Following her departure from SourceFed, Hershberger found work as a host and content creator for various channels, shows, and websites. In April 2015, she guest hosted an episode of DC All Access. Later that year, she began working for The Escapist, a video game magazine and website, as an on-camera personality. While working with the magazine, she hosted Take My Money, a series hosted on their website. Also in 2015, Hershberger appeared on Beat the Clock, a game series uploaded by the Buzzr YouTube channel and hosted by her former SourceFed colleague Elliott Morgan. In June, Hershberger interviewed many YouTube personalities who attended VidCon.

In 2016, she made an appearance on IGN's web talk show, Up at Noon Live!

Hershberger was a participant on HyperRPG's four-part tabletop role-playing game series based on The Banner Saga, which streamed on Twitch in 2018.

In 2019, Hershberger noted that she was hosting shows for Kingston Technology, Newegg, Geek & Sundry, and Nerdist.
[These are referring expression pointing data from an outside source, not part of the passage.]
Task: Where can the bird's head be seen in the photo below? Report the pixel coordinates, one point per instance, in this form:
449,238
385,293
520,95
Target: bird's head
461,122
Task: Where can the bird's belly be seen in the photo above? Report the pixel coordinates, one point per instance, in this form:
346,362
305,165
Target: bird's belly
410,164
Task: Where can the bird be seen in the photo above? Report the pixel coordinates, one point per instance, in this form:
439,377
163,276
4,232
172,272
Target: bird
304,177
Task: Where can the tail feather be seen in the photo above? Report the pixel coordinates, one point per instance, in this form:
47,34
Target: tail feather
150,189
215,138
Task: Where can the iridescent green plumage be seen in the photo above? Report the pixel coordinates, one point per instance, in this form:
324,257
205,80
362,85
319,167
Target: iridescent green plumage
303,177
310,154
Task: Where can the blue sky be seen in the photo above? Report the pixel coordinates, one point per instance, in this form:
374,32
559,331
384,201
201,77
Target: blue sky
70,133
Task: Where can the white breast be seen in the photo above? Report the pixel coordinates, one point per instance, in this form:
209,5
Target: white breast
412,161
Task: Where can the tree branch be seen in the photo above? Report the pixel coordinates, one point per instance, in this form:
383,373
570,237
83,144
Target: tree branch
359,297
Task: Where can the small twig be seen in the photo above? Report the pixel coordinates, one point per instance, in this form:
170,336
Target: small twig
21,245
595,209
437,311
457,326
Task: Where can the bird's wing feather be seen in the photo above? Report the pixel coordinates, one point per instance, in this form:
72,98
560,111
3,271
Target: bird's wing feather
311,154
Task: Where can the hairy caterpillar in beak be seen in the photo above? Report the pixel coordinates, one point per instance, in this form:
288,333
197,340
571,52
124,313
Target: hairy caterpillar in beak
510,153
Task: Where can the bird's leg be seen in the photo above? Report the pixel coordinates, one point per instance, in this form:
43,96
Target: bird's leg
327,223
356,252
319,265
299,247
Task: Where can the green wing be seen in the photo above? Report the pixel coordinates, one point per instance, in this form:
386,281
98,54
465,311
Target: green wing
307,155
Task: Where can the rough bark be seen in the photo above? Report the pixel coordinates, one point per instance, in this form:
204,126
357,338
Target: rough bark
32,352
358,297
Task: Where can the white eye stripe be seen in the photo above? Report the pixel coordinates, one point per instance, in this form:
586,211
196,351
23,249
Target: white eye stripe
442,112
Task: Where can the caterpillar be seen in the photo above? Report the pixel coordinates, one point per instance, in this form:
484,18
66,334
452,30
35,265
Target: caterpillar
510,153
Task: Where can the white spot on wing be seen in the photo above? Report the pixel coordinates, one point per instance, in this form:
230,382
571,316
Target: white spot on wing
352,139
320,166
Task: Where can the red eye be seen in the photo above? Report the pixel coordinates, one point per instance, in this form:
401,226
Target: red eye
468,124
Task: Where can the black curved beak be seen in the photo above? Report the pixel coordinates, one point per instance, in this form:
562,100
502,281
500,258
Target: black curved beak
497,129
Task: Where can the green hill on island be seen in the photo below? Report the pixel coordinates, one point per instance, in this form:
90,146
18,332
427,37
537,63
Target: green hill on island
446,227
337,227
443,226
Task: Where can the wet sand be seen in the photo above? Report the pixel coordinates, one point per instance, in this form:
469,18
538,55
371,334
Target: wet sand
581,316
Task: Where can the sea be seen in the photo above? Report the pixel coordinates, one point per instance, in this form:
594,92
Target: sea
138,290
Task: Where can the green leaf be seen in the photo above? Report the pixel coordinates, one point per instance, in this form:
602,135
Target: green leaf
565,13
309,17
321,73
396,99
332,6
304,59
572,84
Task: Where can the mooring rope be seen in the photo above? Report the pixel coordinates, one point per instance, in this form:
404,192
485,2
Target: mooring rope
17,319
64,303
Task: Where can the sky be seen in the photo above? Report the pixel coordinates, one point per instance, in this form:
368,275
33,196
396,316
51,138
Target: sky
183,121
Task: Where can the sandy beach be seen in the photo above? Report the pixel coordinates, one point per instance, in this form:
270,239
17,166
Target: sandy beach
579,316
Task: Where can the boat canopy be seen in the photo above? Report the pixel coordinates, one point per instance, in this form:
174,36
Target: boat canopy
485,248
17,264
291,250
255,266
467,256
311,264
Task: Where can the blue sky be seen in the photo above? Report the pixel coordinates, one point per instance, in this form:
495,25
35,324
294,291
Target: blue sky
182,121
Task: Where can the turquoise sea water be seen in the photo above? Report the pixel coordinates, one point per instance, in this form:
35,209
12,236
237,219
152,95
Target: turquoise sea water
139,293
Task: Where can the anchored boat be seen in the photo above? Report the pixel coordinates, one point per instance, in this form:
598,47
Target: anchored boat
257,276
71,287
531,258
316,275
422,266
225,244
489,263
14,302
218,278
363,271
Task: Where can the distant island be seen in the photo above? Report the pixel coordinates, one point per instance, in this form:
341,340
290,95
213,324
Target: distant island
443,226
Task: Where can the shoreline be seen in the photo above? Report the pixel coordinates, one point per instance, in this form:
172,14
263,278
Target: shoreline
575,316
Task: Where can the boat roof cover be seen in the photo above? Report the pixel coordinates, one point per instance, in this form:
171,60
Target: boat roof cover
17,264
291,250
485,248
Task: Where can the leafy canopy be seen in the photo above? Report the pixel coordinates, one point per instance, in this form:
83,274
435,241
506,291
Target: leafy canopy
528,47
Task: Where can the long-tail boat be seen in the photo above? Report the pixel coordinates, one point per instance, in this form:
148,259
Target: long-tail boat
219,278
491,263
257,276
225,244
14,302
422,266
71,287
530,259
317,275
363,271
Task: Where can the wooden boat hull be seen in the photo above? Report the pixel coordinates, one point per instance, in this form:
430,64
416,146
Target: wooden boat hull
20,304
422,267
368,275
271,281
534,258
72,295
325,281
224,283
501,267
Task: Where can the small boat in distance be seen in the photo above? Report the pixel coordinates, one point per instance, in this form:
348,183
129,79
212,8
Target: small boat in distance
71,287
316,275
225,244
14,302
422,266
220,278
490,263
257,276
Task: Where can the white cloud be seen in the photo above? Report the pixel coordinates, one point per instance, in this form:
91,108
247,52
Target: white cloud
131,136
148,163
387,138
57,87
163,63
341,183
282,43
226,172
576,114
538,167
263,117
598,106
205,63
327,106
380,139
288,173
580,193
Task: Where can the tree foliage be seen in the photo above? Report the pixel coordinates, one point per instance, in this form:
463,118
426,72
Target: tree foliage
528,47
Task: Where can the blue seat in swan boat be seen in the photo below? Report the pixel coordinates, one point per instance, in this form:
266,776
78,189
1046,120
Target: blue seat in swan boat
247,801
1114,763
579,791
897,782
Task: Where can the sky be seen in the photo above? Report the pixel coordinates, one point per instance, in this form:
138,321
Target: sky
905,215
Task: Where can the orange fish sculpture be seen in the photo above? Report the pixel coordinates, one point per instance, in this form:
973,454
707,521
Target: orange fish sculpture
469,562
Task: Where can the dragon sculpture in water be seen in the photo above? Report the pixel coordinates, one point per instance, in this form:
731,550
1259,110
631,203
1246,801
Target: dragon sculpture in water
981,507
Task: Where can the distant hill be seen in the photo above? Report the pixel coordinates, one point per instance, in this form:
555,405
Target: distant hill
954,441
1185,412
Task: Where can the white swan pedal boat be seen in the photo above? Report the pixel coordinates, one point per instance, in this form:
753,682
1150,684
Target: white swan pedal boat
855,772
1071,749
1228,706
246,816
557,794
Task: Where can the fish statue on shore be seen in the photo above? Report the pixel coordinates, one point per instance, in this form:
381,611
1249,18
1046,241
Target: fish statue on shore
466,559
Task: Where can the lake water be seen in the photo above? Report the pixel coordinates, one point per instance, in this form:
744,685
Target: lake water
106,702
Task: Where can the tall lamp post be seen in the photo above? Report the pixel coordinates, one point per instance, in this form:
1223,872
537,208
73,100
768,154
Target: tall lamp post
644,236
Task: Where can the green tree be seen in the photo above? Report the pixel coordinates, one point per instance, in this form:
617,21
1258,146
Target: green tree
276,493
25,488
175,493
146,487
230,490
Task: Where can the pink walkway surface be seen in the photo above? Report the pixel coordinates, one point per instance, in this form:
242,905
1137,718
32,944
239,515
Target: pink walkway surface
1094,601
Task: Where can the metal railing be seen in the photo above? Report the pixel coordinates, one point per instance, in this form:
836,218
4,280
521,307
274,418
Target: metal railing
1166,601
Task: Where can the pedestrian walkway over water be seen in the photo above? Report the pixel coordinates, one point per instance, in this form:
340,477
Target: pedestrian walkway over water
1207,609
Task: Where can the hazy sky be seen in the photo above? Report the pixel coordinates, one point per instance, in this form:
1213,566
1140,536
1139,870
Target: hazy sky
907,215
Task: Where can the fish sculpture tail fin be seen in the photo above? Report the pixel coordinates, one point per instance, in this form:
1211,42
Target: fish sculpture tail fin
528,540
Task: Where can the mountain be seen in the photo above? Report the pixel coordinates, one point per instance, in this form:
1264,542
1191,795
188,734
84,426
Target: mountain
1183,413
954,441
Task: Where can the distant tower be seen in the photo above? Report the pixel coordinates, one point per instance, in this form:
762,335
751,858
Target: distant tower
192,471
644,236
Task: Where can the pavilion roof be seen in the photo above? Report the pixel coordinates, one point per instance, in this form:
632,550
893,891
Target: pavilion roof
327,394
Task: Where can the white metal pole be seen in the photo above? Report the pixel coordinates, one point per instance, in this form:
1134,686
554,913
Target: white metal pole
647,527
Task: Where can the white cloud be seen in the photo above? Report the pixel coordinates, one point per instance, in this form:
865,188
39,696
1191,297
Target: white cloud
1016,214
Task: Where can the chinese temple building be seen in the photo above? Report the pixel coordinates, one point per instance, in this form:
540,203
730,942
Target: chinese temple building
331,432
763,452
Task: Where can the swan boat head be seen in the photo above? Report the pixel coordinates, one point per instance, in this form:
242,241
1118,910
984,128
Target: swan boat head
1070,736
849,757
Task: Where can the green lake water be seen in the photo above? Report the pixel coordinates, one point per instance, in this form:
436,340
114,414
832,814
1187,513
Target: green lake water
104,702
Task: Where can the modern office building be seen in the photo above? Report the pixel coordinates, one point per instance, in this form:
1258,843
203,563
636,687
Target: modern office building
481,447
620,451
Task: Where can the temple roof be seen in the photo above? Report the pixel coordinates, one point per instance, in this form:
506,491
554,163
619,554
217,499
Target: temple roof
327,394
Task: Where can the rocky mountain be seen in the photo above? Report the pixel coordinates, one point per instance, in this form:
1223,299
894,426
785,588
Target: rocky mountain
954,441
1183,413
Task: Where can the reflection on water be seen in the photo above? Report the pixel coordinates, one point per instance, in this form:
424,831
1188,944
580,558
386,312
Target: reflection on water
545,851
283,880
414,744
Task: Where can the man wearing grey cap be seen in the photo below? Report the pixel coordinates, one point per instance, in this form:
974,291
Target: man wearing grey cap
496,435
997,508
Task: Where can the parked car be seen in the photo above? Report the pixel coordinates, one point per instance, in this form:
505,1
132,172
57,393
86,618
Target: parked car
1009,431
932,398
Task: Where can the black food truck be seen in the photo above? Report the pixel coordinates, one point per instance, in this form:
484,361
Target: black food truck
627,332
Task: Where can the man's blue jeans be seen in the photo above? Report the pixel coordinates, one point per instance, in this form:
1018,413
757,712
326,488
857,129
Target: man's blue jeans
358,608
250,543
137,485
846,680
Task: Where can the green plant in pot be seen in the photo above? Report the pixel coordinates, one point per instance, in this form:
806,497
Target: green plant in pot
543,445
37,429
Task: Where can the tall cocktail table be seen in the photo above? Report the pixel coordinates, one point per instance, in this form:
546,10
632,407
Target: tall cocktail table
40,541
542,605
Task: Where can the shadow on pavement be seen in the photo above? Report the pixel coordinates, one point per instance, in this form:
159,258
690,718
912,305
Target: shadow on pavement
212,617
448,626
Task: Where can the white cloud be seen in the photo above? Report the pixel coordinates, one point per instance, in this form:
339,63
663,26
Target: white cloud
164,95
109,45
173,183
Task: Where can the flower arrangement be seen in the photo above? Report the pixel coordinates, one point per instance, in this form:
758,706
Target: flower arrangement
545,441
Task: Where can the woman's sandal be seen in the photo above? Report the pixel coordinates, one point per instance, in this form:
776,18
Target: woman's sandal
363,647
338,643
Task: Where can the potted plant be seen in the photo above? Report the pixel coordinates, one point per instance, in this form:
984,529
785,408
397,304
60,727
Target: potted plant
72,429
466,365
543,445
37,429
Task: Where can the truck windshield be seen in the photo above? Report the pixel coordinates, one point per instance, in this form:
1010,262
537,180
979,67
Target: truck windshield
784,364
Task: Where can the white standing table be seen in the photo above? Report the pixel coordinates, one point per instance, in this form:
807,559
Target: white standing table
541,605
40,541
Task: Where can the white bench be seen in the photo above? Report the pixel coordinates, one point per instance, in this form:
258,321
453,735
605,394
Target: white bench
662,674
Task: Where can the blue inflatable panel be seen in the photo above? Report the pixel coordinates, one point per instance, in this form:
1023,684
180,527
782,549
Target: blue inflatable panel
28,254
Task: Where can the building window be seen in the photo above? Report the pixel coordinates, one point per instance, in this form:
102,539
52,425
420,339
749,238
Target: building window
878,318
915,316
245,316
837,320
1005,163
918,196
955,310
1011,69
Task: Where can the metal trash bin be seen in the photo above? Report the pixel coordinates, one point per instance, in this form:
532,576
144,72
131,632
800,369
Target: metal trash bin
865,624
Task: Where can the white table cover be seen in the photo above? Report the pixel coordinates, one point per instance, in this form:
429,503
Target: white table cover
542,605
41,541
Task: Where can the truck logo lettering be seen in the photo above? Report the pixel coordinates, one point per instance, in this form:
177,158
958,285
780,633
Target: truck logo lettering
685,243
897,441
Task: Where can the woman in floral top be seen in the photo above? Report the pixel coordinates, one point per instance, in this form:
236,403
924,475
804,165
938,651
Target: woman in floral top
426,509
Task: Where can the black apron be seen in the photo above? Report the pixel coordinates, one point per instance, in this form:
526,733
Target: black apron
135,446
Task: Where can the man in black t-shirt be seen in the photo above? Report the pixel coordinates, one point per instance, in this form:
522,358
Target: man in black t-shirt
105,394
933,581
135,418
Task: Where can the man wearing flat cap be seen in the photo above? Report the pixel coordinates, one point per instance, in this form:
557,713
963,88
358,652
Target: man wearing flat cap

During the year, she hosted an episode of You Know That Scene, a series produced by Focus Features for distribution on Facebook.

In 2021, she spoke with WGVU-FM and WAFF about tech products.

Nintendo partnered with Hershberger and other Twitch streamers in October 2021 to promote their Metroid Dread title. In 2022, Amazon Prime partnered with IGN to live stream a Q&A watch party for The Boys Presents: Diabolical, which Hershberger hosted. In 2023, Radio Times launched One More Life, a gaming podcast; Hershberger appeared as a guest on its first episode.